MB/8 Club Poland - Klub i forum miłośników samochodów Mercedes-Benz https://forum.w114-115.org.pl/ |
|
Siódemka https://forum.w114-115.org.pl/viewtopic.php?f=1&t=28678 |
Strona 1 z 7 |
Autor: | kali [ pt wrz 21, 2007 10:09 pm ] |
Tytuł: | Siódemka |
tak sobie jeżdże ostatnio po Polsce i włosy mi się jeżą nie tylko na głowie. Wczoraj jechałem trasą nr 7 z Warszawy do Worlin koło Łukty, dzień piekny i słoneczny ![]() i w związku z tym, że jechałem sam wzięło mnie na przemyślenia. Dokąd tak spieszą się ci ludzie ? I ile razy im sie uda ? ![]() ![]() ![]() ![]() |
Autor: | master [ pt wrz 21, 2007 10:18 pm ] |
Tytuł: | |
słynna siódemka, zwana przez Pomorzan "warszawianką" (bez urazy), do tego zbliżyć się w okolice elbląga i mamy wyprzedzanie na czwartego (jakieś tam podwójne ciągłe, wysepki + drogowcy na poboczu) ... codzienny widok ![]() ![]() |
Autor: | And [ pt wrz 21, 2007 10:59 pm ] |
Tytuł: | |
No oni wszyscy po złej stronie drogi jadą.... Szaleńcy.... ![]() |
Autor: | filippo [ pt wrz 21, 2007 11:49 pm ] |
Tytuł: | foty... |
Robienie fotek w czasie jazdy też do najbezpieczniejszych nie należy ![]() |
Autor: | piotras [ sob wrz 22, 2007 12:37 am ] |
Tytuł: | |
Nie wiem kto jest większym szaleńcem?? Czy ten kto wyprzedza,czy ten,który robi zdjęcia w czasie jazdy ![]() ![]() |
Autor: | holyfido [ sob wrz 22, 2007 12:49 am ] |
Tytuł: | |
wycieraczki sie skonczyly ![]() |
Autor: | buckswizz [ sob wrz 22, 2007 9:35 am ] |
Tytuł: | |
dajcie spokój Panowie,a sprawia Wam przyjemnosc jazda za tirem lub inną zawalidrogą??? mi wcale- nie mówie jednak o szaleńczej pogoni za dniem wczorajszym,ale o płynnym poruszaniu sie-co w PL nie należy łatwosci !!! |
Autor: | holyfido [ sob wrz 22, 2007 9:52 am ] |
Tytuł: | |
a sprawia Wam przyjemnosc jazda za tirem lub inną zawalidrogą??? Za takimi slowami czesto stoi tlumaczenie sie z tego, ze samemu sie jezdzi jak wariat.

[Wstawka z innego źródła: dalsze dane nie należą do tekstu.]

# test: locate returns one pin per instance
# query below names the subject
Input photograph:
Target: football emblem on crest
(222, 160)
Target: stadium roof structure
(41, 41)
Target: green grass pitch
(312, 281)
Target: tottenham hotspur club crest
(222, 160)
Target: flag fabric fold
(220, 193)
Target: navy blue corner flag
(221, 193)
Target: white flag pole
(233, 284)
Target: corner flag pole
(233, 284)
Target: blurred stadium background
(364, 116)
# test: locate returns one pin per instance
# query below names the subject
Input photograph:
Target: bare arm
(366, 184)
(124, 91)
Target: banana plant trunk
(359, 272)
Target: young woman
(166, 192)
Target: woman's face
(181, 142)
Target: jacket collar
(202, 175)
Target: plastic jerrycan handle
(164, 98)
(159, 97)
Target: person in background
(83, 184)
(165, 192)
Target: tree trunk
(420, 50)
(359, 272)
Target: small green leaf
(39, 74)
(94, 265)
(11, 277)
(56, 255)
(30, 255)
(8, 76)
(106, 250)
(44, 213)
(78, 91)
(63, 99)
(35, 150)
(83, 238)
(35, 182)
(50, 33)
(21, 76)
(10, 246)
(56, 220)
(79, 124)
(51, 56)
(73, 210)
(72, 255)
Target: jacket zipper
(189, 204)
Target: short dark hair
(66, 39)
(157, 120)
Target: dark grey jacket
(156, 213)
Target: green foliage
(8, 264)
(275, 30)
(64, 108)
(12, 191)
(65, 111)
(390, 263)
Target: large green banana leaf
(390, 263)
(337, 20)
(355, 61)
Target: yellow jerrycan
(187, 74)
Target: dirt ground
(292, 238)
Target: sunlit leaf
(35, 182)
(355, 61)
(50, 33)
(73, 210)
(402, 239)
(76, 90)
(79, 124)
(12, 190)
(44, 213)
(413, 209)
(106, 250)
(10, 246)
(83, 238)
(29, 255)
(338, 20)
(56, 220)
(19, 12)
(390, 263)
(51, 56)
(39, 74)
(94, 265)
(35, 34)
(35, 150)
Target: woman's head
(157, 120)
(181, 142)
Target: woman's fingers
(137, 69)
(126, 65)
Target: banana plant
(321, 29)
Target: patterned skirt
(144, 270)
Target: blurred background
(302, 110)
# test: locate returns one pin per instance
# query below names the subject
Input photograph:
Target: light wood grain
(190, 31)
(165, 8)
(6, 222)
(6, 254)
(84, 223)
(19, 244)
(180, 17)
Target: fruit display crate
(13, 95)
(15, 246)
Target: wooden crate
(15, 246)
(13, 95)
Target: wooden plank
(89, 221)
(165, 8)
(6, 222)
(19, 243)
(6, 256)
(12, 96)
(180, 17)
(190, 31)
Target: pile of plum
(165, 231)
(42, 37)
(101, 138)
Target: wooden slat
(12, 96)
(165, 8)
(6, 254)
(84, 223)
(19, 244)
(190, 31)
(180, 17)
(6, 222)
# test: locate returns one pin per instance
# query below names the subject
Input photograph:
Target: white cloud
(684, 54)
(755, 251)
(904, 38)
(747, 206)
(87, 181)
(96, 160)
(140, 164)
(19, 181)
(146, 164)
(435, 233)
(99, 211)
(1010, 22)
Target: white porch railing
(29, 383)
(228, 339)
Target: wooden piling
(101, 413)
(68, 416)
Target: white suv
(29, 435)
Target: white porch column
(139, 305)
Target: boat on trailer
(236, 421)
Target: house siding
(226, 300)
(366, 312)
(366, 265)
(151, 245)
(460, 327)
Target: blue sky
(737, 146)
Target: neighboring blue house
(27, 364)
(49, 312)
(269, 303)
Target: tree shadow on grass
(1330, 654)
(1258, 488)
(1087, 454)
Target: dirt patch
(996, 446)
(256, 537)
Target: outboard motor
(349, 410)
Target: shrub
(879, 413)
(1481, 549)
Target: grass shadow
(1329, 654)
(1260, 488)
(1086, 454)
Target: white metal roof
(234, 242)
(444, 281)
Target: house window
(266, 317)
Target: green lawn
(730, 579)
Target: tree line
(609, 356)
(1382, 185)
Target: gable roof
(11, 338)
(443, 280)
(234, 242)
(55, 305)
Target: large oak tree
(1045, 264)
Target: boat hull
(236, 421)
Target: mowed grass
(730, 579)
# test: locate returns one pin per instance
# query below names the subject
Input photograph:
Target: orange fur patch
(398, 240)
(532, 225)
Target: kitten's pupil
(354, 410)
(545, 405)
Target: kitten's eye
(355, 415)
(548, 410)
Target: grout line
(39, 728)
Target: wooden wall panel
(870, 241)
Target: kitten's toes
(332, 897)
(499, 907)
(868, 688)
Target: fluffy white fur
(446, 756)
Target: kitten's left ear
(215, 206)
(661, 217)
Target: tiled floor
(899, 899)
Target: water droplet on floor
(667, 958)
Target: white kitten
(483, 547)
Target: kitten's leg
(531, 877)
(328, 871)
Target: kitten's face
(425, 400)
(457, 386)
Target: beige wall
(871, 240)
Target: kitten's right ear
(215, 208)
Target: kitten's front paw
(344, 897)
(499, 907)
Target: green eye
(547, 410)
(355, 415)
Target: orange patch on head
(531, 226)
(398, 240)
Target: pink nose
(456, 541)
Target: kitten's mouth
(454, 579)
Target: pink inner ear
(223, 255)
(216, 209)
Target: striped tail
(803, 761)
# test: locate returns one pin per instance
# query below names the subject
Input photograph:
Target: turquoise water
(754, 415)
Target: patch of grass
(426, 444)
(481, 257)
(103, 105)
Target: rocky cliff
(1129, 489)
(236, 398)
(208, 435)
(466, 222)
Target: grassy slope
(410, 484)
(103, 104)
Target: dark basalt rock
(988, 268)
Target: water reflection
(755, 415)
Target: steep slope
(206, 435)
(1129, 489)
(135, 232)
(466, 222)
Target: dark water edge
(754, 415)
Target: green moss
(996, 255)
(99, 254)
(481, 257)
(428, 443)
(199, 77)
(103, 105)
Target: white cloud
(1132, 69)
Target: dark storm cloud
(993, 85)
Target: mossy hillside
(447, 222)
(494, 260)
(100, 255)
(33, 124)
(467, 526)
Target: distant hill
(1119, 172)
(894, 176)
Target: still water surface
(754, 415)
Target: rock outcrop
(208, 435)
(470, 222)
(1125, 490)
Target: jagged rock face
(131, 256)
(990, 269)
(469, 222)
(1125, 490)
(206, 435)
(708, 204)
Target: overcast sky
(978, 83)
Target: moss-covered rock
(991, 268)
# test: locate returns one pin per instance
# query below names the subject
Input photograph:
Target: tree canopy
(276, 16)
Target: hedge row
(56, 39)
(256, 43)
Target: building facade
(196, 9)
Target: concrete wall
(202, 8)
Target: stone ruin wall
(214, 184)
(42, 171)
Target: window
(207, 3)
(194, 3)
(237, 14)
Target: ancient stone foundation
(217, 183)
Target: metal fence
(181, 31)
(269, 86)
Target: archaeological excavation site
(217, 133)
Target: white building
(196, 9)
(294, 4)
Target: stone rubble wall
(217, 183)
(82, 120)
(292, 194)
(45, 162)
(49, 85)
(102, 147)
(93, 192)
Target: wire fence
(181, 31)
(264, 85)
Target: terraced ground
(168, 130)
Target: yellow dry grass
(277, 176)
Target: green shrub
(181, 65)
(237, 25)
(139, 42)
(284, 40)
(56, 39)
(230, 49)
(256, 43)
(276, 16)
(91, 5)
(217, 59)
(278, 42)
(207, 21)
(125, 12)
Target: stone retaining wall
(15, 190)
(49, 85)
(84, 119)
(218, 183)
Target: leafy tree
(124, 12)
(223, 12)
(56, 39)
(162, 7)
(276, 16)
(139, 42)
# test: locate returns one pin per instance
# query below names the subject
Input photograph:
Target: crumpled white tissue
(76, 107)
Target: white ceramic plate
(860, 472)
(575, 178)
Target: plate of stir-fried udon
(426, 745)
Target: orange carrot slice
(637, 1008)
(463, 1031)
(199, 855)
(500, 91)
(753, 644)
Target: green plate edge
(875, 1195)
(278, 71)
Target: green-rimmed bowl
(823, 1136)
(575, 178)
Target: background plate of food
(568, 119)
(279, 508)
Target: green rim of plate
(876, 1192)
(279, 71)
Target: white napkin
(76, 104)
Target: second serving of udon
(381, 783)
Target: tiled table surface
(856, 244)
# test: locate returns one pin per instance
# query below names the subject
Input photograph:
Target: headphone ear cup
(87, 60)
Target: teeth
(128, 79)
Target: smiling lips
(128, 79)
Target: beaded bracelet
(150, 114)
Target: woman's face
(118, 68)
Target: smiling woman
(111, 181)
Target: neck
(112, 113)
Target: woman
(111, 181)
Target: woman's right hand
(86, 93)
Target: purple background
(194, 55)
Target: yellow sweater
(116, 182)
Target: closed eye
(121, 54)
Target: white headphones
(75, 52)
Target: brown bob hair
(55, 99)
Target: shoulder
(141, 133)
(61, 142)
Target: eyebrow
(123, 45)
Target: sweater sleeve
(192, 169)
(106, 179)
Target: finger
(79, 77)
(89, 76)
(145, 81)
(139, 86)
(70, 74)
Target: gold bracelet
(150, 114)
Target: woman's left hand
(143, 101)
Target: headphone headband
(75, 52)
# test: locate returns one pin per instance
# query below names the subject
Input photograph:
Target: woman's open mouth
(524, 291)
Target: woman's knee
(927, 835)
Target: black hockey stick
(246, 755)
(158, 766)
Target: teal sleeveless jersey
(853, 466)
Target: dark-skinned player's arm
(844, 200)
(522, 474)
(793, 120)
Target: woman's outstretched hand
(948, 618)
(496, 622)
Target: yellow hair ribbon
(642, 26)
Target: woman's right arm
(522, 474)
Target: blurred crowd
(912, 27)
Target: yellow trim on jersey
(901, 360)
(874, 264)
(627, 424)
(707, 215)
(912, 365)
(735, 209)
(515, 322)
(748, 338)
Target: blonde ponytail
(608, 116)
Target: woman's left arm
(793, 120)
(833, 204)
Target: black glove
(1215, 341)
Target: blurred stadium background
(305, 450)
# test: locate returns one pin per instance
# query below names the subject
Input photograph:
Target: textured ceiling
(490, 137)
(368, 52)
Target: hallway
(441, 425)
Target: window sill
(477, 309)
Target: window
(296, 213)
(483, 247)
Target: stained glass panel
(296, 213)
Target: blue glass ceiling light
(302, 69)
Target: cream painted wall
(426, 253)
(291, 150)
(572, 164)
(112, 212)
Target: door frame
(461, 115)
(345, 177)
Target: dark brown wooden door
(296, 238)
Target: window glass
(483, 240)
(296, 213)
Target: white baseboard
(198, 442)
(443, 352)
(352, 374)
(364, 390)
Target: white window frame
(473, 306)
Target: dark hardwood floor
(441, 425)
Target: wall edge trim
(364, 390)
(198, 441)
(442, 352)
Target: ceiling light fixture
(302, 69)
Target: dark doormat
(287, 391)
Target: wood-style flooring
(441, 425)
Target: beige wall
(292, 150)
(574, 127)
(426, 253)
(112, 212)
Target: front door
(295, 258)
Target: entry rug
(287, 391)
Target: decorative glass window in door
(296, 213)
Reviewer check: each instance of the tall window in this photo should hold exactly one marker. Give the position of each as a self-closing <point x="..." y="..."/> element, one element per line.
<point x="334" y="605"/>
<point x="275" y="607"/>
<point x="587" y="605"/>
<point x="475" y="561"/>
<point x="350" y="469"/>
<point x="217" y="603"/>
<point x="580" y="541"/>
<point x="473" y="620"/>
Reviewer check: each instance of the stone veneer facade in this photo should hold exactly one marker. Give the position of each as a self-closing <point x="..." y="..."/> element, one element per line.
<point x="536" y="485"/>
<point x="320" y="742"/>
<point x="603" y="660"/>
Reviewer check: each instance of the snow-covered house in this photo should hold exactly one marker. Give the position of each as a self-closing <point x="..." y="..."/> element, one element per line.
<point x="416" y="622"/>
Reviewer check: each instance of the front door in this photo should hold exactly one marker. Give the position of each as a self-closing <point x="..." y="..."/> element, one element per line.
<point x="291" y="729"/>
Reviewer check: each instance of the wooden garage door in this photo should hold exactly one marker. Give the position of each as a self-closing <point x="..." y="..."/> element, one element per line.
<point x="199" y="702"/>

Bo zawalidroga, bo dymi, bo baba, bo maluch, bo to bo tamto. W rzeczywistosci kazdy przed soba usprawiedliwia, to ze nie ma zamiaru jechac te 90 km/h poza miastem i 50 w miescie. W sprawie tych fotek, to wyprzedzanie przed szczytem na ciaglej i wyprzedzanie na luku tak jak to zostalo uwiecznione to przegiecie. Czesto natomiast zdaza mi sie zjezdzac na pobocze bo ktos mnie chce wyprzedzic, zjezdzam wtedy, auto z naprzeciwka tez zjezdza i tworzy sie dodatkowy pas. Na prostej drodze nic niebezpiecznego. |
Autor: | Ken.dzior [ sob wrz 22, 2007 10:46 am ] |
Tytuł: | |
To raczej normalka. Mozna dobrze zaobserwowac ze wiekszosc kierowców z rejestracjami na 'W' nie wie co to znaczy podziekowac, chociaz tak fajnie siedzialo sie na zderzaku... oczywiscie nie chce tu generalizowac, ale taka jest moja obserwacja. Natomiast im blizej Gdańska to wiecej takich podziekowan, choc jazda wcale nie lepsza. |
Autor: | Omen [ sob wrz 22, 2007 10:49 am ] |
Tytuł: | |
Ken.dzior pisze: To raczej normalka. Mozna dobrze zaobserwowac ze wiekszosc kierowców z rejestracjami na 'W' nie wie co to znaczy podziekowac, chociaz tak fajnie siedzialo sie na zderzaku...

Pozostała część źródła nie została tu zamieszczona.